Nella salita verso quello che un tempo si chiamava il monte dell’Ara Maior, che oggi è Torre Maggiore, attraverso un bosco di faggi. Qui si può entrare in contatto con i geni del luogo, aprendo la propria percezione ai delicati misteri della vita vegetale, alla sottile connessione tra le radici degli alberi… come nei boschi di Thoreau, di Buzzati, di Zanzotto, di Ariosto, dei fratelli Grimm, di Junger…
Passato il bosco, ecco quella che secondo Giovanni Sessa è un’altra icona del possibile, ponte tra cielo e terra, la cima montana. La linea curva che sembra separare i prati sommitali dall’azzurro del cielo è in realtà un confine che non esiste, una linea che non divide, ma che anzi unisce physis e kosmos.
Chi frequentava questi stessi luoghi tremila anni fa lo sapeva, o lo intuiva in un modo molto diverso dal nostro.
Questa cima è una calamita, da sempre. Oggi, nonostante la fatica necessaria per arrivarci, è ancora frequentata, e non ha mai smesso di esserlo. Ci sono saliti gli àuguri umbri, che non avevano bisogno di un tetto e di colonne per incontrare il divino; i sacerdoti romani di chissà quale divinità, il Marte dei Martani, delle greggi e dei campi, Jupiter folgorante, Diana, Bona Dea, Cupra…

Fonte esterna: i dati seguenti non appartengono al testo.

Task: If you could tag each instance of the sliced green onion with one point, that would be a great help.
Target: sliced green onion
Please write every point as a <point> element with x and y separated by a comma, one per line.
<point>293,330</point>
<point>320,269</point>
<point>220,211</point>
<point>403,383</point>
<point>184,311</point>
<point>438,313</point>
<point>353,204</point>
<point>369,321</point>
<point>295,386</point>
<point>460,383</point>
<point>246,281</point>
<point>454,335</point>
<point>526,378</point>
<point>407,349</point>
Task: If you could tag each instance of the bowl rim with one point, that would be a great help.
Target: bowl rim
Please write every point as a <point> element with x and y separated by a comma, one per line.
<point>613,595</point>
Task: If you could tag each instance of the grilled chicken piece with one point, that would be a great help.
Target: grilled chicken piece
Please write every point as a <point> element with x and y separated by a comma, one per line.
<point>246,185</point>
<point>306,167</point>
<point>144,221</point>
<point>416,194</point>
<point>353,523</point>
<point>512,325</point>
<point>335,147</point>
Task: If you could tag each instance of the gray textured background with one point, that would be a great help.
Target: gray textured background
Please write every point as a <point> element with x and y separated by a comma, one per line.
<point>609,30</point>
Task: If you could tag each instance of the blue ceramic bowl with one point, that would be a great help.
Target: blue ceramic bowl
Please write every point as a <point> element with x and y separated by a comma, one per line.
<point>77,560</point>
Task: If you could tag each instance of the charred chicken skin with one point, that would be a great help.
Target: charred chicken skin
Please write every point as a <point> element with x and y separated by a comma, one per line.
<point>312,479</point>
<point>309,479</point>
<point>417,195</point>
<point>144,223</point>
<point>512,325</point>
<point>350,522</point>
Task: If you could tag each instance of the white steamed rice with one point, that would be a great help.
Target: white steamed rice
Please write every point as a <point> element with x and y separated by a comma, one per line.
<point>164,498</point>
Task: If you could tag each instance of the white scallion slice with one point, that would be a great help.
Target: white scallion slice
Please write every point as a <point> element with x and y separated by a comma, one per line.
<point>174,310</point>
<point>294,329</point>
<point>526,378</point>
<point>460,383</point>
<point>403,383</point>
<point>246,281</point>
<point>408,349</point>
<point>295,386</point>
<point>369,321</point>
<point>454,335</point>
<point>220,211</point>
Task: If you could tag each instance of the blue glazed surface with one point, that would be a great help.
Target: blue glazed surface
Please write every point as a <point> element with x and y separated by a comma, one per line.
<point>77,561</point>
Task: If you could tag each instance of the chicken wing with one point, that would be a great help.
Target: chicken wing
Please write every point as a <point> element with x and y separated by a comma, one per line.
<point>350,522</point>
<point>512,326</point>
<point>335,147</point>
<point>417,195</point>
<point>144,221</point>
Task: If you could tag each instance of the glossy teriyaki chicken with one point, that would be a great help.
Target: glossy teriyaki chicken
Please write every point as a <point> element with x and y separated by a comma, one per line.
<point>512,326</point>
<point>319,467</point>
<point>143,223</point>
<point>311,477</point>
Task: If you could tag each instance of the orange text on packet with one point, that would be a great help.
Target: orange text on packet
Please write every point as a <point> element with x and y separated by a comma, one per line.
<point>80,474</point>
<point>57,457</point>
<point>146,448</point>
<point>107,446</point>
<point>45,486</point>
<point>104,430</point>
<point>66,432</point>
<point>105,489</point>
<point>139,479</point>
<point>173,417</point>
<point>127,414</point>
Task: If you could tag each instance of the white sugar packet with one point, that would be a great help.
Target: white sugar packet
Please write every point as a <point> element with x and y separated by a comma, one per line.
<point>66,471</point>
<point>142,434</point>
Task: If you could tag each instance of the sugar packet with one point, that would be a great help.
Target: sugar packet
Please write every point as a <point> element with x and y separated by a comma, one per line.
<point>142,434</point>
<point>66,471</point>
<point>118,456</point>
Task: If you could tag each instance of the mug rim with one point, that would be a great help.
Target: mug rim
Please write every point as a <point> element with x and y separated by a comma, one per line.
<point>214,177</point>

Nel Medio Evo sono arrivati fin quassù perfino Francesco d’Assisi e i suo frati, a cercare l’Altissimo; nel Rinascimento, in quel periodo in cui magia naturale e scienza s’incontravano nei borghi qui sotto, dell’Ara Maior scriveva il Duca d’Acquasparta Federico Cesi, il Linceo. Durante la dominazione pontificia qui, in queste terre longobarde, si raccontavano ancora storie di streghe, di sabba e di tesori in cima al monte.

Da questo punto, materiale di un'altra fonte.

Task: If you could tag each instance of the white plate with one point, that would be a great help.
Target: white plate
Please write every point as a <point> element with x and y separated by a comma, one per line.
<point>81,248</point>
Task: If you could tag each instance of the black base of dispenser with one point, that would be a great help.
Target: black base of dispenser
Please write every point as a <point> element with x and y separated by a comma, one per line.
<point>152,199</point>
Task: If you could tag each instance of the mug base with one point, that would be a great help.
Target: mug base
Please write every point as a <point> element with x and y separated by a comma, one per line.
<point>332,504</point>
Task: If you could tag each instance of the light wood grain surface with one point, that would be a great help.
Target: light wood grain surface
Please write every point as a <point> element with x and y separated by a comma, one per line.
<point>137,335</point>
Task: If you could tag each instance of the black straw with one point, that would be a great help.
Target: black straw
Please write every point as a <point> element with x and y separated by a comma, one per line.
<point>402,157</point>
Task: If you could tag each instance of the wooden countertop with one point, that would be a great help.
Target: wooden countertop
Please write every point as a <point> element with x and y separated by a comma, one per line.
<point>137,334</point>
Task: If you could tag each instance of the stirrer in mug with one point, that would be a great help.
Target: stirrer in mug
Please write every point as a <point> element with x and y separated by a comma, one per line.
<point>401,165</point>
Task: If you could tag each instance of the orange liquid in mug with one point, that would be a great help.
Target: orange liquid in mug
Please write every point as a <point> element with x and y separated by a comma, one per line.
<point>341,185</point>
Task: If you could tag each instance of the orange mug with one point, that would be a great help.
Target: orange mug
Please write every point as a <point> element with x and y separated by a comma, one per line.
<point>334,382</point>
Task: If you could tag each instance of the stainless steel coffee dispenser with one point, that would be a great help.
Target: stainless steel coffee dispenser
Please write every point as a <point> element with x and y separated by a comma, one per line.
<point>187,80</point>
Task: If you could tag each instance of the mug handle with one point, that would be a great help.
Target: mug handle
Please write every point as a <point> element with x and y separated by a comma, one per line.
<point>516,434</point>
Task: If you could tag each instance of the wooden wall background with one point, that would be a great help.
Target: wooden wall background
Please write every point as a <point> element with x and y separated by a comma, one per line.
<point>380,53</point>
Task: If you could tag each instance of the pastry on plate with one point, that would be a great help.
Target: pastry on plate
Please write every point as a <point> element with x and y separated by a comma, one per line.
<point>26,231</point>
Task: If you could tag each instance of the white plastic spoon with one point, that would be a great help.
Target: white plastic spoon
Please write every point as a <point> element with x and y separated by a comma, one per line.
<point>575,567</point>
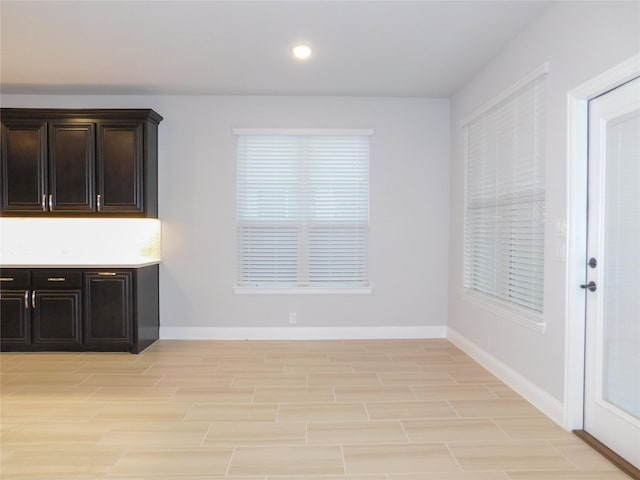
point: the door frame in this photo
(577, 154)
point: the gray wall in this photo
(579, 40)
(409, 213)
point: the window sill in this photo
(514, 314)
(302, 291)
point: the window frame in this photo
(489, 302)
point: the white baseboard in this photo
(301, 333)
(544, 402)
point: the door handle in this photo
(591, 286)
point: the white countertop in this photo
(130, 264)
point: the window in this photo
(303, 209)
(505, 200)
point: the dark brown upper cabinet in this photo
(79, 162)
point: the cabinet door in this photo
(120, 168)
(56, 317)
(15, 325)
(23, 169)
(71, 167)
(108, 308)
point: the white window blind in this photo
(303, 210)
(505, 200)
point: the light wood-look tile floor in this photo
(257, 410)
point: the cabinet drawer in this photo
(53, 279)
(14, 279)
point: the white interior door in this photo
(612, 350)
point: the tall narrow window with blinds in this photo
(505, 200)
(302, 209)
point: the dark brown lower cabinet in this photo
(15, 318)
(56, 318)
(79, 309)
(108, 308)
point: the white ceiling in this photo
(379, 48)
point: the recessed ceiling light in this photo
(301, 52)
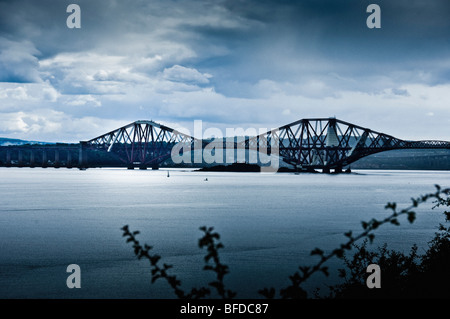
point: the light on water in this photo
(269, 223)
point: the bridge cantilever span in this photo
(316, 143)
(329, 143)
(141, 143)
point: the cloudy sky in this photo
(229, 63)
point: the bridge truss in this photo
(329, 143)
(320, 143)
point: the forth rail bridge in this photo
(308, 144)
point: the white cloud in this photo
(18, 61)
(178, 73)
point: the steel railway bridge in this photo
(307, 144)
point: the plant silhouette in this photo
(407, 275)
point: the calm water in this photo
(50, 218)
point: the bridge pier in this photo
(20, 158)
(56, 164)
(32, 163)
(69, 159)
(44, 158)
(8, 158)
(82, 156)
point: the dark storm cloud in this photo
(229, 61)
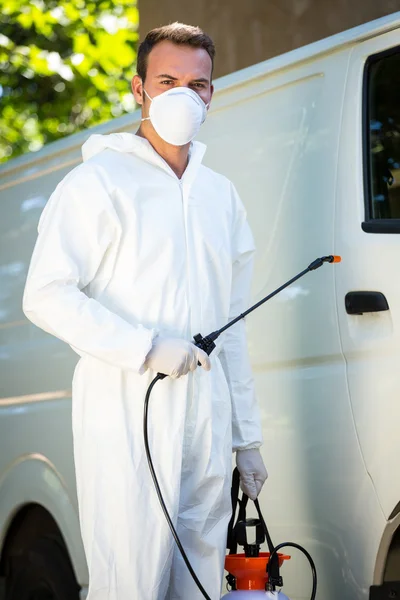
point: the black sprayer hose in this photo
(157, 486)
(308, 556)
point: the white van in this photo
(312, 141)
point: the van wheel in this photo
(42, 572)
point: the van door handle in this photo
(357, 303)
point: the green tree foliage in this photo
(64, 65)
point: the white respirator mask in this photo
(177, 115)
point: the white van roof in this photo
(287, 60)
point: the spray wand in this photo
(207, 344)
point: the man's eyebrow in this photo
(198, 80)
(166, 76)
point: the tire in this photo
(42, 572)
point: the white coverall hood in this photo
(121, 142)
(126, 251)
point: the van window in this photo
(382, 142)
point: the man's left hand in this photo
(253, 473)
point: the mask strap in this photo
(151, 99)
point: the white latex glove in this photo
(175, 357)
(253, 473)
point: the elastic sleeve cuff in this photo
(252, 446)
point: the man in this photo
(140, 248)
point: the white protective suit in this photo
(126, 250)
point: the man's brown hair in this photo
(178, 33)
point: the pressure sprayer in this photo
(253, 574)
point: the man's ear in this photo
(137, 89)
(212, 91)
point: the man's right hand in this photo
(175, 357)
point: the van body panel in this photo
(371, 341)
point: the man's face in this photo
(170, 65)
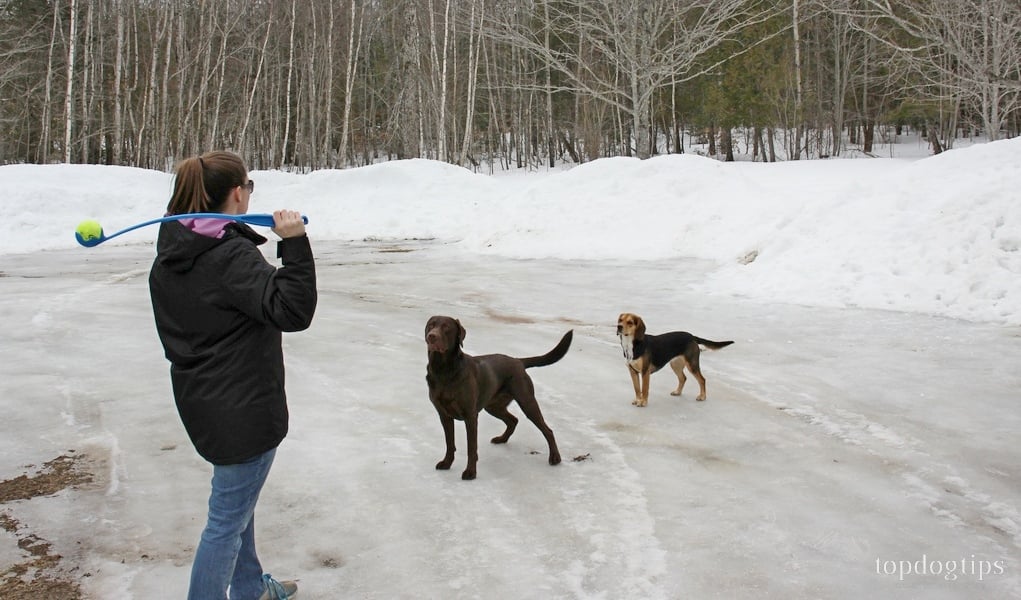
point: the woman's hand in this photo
(288, 223)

Così ora è bello e forse anche giusto ascoltare quassù un’evocazione degli dèi di Roma. Ma è altrettanto bello che ognuno qui si rapporti con la physis e la potenza, senza la necessità di passare attraverso rituali che purtroppo non appartengono più alle nostre comunità. Magari lo si può fare – semplicemente – provando a sperimentare quell’apertura mentale che un tempo caratterizzava i nostri antenati, anche i più umili. Si trattava di accogliere sensazioni senza schermi culturali o intellettuali come li intendiamo ora, ma a livello di percezione, lasciando aperte le nostre porte su kosmos e physis.

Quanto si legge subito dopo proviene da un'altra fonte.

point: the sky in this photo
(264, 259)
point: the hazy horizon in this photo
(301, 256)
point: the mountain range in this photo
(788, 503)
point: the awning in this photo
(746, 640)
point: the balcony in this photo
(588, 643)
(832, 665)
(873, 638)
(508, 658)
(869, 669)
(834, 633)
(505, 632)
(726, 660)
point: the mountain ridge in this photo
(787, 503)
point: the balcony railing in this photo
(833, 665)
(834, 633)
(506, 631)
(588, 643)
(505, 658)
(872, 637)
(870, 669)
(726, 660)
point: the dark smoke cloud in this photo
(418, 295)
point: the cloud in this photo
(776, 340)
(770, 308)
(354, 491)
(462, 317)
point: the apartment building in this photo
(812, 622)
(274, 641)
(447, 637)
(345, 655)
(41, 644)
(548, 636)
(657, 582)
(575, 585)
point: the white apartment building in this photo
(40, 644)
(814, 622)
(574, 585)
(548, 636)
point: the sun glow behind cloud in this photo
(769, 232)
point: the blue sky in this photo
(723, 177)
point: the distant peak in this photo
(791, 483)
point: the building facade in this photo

Poi abbiamo costruito templi (la cui radice viene da temenos, tagliare) e le religioni, affinché quelle stesse porte della percezione troppo aperte non generassero follie.
L’Ara Maior oggi è di nuovo scoperchiata, il tempio è crollato da molti secoli, il tetto è scomparso, il taglio tra il dentro e il fuori non c’è più, ma c’è stato. Torniamo all’origine, avendo vissuto millenni di storia e di storie.
Ho avuto sempre una grande attrazione per i luoghi sacri privati delle loro coperture, per le rovine che mostrano di nuovo il cielo, in mezzo alla natura, palestre ideali per far nascere le parole giuste e il pensiero bello: kosmos, physis, logos.
Quando sei lì sopra, sull’Ara Maior, puoi provare a rovesciare tutto e pensare che tutto sia sottosopra, che la tua testa poggi nel cielo, nel kosmos e che i tuoi piedi sostengano la terra, nella physis.
Il logos mette in comunicazione questi mondi, convoca gli enti, nominandoli. Così fino a pensare che tutto questo immenso cielo sia nato da un seme, che abbia prodotto boschi-galassie e piante-pianeta. Che in questa straordinaria espansione siano sbocciati dei fiori. E che tu sia un nuovo seme di questi fiori nel quale tutto si contrae per poi espandersi di nuovo in una dynamis infinita…
Quando pensiamo all’Olimpo come l’icona delle montagne degli dèi, dovremmo pensare anche alle nostre montagne d’Appennino, dove la natura si è manifestata per quel che è, l’unica trascendenza a cui l’uomo possa aver accesso, come c’insegna Giovanni Sessa.
“Per principio animante le loro istituzioni religiose, gli Italici avevano avuto una intuizione naturalistica. Propendevano cioè per una venerazione del numinoso della divinità rivelantesi in tutte le manifestazioni della sua potenza, inclusa, fra queste, la vita, che si esprimeva nella perpetuità della famiglia e della gens. Avevano dunque un contatto con la realtà che non conosceva, nella comprensione di questa, né frattura, né contraddizione fra “essere” ed “esistere”, ma un continuo fluire della “presenza divina”.